Richard Cockerill says former Lions flyhalf Jaco van der Walt has the attributes to make the step up to international rugby when he qualifies for Scotland later this year, writes BRYN PALMER.
Van der Walt has ‘improved out of sight’ since joining the Scottish side in November 2017, according to the former England hooker.
The 26-year-old playmaker will qualify for Scotland via the three-year residency rule in November and could be involved in the Eight Nations tournament due to start in the middle of the month.
As Edinburgh’s first-choice No 10, Van der Walt will attempt to steer the capital club into their first PRO14 final when they tackle Ulster at Murrayfield in Saturday’s semi-final.
‘His goalkicking is very important, but his game management, his understanding of the game, his running of the game, has improved out of sight,’ said Cockerill.
‘He’s been very good this season and he’ll be very important to us on Saturday. I have no doubt that he can step up and play Test rugby.’
Van der Walt was named man of the match in Edinburgh’s 30-15 victory over Glasgow on 22 August as rugby resumed after a five-month hiatus, and remained on the bench in the second encounter between the sides last Friday to ensure his availability to face Ulster.
‘In that first game he was playing against a guy [Adam Hastings] who is a regular for the Scotland team,’ Cockerill noted.
‘Jaco’s more than comfortable in that company and hopefully he’ll get an opportunity in the autumn to show that.’
Van der Walt would provide added depth and competition at No 10 for Hastings and Finn Russell – assuming the latter returns to the Scotland fold as all indications suggest.
Edinburgh teammate Duhan van der Merwe, newly qualified for Scotland, is already pencilled in for inclusion in Gregor Townsend’s squad next month for the autumn programme.
Van der Merwe’s potency as a strike runner and finisher is obvious, but Cockerill wants to see the former Blue Bulls wing follow the example of back-three teammates Blair Kinghorn and Darcy Graham and have an even greater impact in games.

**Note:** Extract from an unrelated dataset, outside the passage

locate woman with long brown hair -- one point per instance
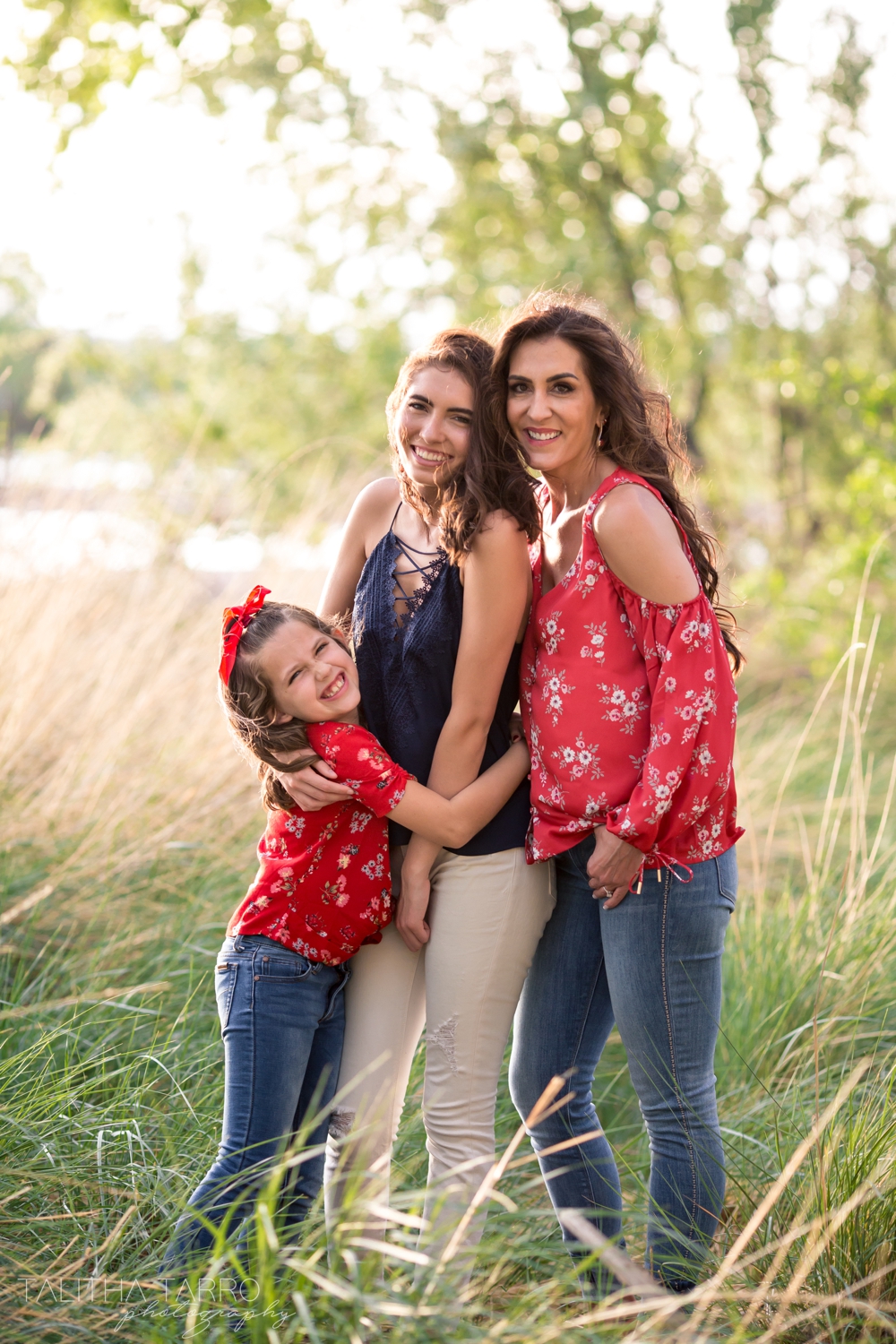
(629, 706)
(435, 567)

‘We try to get the ball in his hands as often as possible but one of his biggest work-ons is that he has to come and find the ball for himself as well,’ the head coach added.
‘Kinghorn finds himself on the ball a lot and is very dangerous, Darcy Graham goes searching for the ball and comes in off his wing a fair bit, so it’s part of Duhey’s game that he has to get better at.
‘On counter-attack Duhey is very strong, as we saw last week, and if you get him into space then he has the pace to cause real issues. So, I’d like the ball in his hands as often as possible. Some of that we can create, some he has to go and look for.’